Wordlssly he brought one cold hand to the hole in her chest, and with it drew the veil of blackness close around her again; it seemed he put something inside her, but she could not see it. She tried to scream and fight, but found herself suddenly weak, sinking in his phantom arms as she faded into unconsciousness again. “Because,” he said quietly, “I have a vested interest in seeing you grow older.”
She believes the Light is a force of life and healing and all that is good and right in the world. I believe the Light is a weapon, a simple but potent tool to be wielded at my will and to my ends. If she is right, may I be its instrument now – and if I am right, may it be mine.
She would have expected waking up to be more painful, if she’d expected to wake up at all.
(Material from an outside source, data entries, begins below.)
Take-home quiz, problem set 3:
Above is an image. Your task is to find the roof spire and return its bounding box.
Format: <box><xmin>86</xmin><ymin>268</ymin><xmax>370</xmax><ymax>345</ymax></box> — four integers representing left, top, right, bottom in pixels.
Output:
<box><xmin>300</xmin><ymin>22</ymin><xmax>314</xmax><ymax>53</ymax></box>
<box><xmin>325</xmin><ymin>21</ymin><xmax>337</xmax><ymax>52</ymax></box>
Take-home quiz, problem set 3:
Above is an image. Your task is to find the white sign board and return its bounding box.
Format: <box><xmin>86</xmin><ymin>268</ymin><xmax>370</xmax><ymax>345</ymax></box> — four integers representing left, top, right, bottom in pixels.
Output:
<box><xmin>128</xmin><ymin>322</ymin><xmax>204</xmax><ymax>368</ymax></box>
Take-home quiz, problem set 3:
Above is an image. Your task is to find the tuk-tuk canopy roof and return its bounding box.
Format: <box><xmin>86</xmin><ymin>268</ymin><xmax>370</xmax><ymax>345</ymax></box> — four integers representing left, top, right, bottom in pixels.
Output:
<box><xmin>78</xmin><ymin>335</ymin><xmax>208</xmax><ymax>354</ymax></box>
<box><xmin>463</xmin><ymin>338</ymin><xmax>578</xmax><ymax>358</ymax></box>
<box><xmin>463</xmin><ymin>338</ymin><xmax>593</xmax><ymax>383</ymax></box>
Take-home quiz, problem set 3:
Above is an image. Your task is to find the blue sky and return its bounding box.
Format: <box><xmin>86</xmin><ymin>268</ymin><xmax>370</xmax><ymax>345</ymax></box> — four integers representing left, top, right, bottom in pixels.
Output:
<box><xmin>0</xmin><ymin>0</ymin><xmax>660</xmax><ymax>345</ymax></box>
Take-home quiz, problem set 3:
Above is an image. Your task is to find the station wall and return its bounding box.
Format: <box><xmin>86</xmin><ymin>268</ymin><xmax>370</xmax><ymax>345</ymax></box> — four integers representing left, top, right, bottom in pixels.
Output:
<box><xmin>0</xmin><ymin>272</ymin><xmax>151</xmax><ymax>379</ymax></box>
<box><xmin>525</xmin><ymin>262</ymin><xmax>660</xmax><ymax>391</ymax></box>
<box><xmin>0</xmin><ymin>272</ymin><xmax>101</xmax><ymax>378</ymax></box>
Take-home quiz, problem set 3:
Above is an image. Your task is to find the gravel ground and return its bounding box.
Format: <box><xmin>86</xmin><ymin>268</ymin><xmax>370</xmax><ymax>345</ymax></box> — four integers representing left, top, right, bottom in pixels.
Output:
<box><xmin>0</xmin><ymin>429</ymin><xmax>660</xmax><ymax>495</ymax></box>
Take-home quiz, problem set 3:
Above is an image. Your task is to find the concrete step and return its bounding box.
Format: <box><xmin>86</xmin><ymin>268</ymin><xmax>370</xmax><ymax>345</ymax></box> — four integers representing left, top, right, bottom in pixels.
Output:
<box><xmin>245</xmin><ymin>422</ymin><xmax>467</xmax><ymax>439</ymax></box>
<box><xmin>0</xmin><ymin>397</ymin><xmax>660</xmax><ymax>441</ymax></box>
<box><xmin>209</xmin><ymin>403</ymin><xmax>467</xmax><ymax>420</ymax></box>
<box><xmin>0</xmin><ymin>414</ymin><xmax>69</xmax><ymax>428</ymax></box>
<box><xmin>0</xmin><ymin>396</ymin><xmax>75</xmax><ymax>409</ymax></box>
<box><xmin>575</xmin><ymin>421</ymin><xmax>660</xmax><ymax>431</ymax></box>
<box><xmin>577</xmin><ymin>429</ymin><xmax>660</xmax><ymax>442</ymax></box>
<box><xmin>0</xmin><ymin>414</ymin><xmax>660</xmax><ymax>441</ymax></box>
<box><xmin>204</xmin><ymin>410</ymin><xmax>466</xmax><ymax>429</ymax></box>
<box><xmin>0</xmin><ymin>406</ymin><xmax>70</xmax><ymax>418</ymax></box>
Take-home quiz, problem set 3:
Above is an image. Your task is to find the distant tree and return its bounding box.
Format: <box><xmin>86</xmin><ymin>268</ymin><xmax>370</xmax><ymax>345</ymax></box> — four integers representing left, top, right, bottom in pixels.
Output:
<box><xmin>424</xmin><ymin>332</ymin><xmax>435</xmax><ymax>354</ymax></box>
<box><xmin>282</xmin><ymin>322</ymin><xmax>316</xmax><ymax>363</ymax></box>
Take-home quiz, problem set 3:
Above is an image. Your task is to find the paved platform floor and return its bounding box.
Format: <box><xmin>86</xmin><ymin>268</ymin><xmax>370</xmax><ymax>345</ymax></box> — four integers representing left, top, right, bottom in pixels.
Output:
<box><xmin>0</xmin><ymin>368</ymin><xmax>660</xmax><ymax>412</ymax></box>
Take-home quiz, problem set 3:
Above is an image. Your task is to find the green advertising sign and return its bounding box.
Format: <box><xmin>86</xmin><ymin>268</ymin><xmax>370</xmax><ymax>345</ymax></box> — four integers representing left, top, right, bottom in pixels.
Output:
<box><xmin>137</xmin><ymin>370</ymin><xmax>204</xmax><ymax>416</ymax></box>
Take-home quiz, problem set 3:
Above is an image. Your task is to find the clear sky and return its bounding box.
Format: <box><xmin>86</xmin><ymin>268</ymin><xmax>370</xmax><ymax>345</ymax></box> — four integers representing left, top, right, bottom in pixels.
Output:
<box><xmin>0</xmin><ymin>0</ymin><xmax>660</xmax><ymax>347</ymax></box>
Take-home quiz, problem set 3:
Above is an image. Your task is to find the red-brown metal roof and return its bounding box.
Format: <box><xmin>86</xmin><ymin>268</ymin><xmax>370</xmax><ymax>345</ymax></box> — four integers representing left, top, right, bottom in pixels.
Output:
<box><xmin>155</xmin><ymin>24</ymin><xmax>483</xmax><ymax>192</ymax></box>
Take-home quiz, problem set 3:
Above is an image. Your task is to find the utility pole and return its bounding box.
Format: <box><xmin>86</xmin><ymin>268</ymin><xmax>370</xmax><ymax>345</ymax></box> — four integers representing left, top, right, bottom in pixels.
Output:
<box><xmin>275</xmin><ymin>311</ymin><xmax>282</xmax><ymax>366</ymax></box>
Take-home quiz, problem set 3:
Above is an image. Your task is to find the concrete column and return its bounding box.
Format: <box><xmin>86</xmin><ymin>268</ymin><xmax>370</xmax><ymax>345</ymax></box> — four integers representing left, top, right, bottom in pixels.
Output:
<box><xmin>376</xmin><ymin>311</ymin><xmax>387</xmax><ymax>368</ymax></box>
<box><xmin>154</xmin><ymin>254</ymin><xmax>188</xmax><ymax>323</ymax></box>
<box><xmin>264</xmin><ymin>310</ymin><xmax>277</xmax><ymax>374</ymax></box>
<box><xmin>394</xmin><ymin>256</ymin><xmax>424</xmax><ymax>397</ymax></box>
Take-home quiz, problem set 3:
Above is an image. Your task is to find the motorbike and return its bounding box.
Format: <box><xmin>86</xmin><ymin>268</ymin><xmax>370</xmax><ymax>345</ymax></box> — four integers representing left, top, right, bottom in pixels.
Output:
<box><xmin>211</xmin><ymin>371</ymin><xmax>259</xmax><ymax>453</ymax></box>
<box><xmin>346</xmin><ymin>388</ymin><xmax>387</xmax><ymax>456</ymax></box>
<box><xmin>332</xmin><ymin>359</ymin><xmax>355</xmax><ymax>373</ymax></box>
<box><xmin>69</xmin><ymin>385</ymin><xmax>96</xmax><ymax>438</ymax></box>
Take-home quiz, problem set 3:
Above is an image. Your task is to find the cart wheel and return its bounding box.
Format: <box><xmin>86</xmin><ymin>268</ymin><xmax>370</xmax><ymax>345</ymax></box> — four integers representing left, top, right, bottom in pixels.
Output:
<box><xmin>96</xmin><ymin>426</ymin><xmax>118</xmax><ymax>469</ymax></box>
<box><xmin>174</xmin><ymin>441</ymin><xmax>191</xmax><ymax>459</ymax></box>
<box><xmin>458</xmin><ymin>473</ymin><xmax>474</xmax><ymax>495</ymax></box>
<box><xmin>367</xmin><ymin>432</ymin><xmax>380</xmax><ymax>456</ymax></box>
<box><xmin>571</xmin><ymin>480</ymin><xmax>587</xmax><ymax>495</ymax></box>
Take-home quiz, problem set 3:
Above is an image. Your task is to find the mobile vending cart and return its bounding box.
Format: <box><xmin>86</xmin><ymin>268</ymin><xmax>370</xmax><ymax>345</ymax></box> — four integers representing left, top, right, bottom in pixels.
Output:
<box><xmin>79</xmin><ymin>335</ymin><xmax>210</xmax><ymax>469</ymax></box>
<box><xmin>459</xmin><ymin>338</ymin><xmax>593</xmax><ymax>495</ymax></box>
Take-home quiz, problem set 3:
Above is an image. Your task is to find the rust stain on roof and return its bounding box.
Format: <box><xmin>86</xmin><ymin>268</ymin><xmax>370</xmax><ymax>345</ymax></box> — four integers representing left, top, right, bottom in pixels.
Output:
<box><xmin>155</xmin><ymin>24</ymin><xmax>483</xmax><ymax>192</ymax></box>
The air rushing into her lungs was only briefly excruciating, and the moment of disorientation she experienced at opening her eyes to grey skies and bloodstained stone was less than she’d experienced just…
Cearalaith blinked, her mind trying to snatch at a quickly-fading memory as several things happened at once. Her hand flew to her chest – where it met new flesh, smooth and solid and warm. Her heart pounded beneath. Stavier was lying on the ground near her, evidently exhausted, panting as the glow surrounding him faded, and Liealia knelt beside him. “Fuck the Argents,” the blood knight grinned up at his wife between labored breaths. “They only wish they could do things like that.”
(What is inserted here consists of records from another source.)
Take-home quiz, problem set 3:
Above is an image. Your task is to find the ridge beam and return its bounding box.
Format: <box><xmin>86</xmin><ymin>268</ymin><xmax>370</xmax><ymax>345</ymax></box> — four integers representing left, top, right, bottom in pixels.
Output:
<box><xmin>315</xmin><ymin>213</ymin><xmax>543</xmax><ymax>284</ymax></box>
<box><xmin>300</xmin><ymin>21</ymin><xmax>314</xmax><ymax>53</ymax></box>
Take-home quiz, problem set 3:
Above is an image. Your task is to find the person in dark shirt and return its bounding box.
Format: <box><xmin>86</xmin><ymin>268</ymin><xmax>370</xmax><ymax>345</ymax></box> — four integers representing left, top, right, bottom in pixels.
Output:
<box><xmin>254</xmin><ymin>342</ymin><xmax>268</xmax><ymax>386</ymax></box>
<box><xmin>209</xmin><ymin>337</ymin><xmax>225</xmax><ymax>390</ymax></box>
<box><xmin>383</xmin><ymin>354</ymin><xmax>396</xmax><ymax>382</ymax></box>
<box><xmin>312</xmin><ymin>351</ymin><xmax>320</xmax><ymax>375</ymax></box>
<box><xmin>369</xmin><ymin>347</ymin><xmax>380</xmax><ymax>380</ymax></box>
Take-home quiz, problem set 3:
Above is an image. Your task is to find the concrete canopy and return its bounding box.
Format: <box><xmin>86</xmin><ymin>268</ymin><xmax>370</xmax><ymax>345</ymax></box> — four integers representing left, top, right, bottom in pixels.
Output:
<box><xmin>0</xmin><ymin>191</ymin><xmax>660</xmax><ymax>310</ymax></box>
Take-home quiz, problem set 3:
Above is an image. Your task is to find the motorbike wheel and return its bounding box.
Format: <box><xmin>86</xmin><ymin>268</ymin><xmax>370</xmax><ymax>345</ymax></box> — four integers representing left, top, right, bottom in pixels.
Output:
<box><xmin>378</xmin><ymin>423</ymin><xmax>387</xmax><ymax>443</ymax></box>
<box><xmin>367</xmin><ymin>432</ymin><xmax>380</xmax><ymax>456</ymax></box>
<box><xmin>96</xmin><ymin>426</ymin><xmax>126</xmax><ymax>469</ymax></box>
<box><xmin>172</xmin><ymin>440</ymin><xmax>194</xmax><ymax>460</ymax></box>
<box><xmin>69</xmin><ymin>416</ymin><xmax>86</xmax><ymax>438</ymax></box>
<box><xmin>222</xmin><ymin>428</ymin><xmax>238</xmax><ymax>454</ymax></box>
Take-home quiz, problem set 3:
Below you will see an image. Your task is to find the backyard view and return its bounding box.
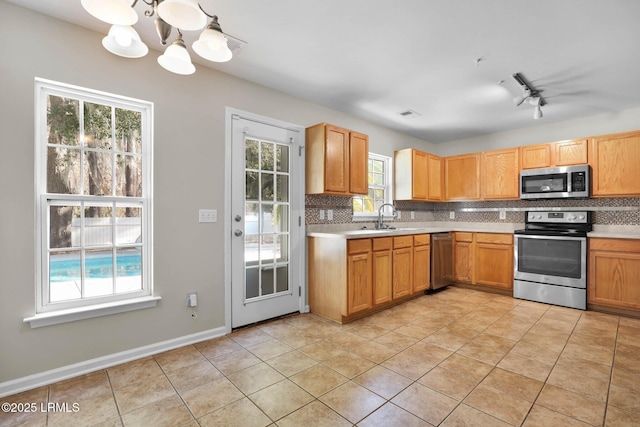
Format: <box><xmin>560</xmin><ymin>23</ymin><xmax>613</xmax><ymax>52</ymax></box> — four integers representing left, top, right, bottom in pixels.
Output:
<box><xmin>46</xmin><ymin>95</ymin><xmax>144</xmax><ymax>302</ymax></box>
She sat up tentatively, trying to say his name, but someone else was screaming hers and then arms were around her. Cearalaith’s eyes welled up. “Asty?” she whispered, her arms reflexively responding and wrapping around her sister.
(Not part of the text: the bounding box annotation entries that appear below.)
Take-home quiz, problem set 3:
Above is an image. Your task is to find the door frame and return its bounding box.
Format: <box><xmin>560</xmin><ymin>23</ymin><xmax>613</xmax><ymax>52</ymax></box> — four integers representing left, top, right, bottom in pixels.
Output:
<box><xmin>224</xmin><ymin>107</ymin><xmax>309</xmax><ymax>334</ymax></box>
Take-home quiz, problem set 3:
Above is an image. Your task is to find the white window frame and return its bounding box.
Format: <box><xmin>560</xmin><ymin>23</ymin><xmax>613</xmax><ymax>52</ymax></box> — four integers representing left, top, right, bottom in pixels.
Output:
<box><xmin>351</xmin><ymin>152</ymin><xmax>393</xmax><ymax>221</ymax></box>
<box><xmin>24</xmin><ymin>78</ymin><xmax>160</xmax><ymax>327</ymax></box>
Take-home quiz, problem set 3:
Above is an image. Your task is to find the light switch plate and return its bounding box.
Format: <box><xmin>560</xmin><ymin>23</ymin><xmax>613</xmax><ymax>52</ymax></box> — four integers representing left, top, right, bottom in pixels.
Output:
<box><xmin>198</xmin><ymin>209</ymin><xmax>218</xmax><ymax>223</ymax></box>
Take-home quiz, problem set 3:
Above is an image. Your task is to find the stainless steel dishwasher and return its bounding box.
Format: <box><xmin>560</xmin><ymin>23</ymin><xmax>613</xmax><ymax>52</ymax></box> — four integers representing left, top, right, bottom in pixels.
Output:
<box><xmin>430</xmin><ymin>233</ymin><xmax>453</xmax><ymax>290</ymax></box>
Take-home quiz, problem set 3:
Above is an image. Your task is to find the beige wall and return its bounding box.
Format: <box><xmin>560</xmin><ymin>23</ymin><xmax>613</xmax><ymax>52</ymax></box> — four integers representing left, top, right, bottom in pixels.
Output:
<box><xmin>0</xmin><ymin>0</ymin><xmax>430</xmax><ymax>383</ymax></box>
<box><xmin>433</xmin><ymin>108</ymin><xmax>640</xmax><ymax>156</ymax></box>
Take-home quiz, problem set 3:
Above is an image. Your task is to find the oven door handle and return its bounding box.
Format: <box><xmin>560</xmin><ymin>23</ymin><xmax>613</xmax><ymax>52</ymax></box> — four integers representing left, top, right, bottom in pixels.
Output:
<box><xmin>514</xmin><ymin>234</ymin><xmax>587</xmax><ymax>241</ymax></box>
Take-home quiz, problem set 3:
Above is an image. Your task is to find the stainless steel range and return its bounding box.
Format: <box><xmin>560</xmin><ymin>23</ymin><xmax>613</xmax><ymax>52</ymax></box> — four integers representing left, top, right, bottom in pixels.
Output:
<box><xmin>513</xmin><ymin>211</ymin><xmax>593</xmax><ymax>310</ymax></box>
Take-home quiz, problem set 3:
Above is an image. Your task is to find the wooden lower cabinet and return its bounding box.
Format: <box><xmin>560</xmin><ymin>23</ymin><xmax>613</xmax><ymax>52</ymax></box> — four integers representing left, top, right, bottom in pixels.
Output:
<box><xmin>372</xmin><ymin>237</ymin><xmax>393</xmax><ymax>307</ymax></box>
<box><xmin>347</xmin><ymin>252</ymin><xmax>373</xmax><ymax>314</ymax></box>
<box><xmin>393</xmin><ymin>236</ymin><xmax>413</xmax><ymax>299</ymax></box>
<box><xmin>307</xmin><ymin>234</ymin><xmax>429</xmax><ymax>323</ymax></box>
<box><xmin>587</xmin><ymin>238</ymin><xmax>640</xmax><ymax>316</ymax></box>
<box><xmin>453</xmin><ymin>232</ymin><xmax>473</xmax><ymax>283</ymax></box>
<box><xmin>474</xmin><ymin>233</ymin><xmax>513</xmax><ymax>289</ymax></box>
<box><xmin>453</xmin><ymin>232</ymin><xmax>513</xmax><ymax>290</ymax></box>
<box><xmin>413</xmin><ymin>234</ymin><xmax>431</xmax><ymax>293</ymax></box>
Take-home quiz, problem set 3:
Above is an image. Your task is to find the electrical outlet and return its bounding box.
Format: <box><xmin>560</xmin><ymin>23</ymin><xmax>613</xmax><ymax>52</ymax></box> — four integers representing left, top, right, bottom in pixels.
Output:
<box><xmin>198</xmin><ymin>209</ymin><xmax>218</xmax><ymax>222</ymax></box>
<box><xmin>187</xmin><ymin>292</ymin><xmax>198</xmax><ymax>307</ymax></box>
Astoreth only sobbed. When she finally spoke, her first words were “I’m sorry. I love you. I’m so sorry.”
It wasn’t enough, but Cearalaith couldn’t find it in herself to want more right then – her once-adored big sister was there with her, holding her, soothing her through choked sobs, and it felt better than she wanted to admit. She held Astoreth tightly in kind, fighting off her own tears as she tried to focus on what was most important. “Kuvasei,” she said. “Astoreth, we have to find Kuvasei – something’s wrong with her, the demon has her, we have to –”
“We know,” Lia told her gently. “She’s all right. Kuvasei is safe. Westel is taking care of her.”
Some small part of Cearalaith knew that after what Kuvasei had been through she couldn’t possibly be all right – but as with Astoreth’s outpouring, she was grateful in the moment for what Lia’s assurance meant. The immediate danger was past; she curled up in her sister’s arms and let herself cry. She could deal with everything else tomorrow.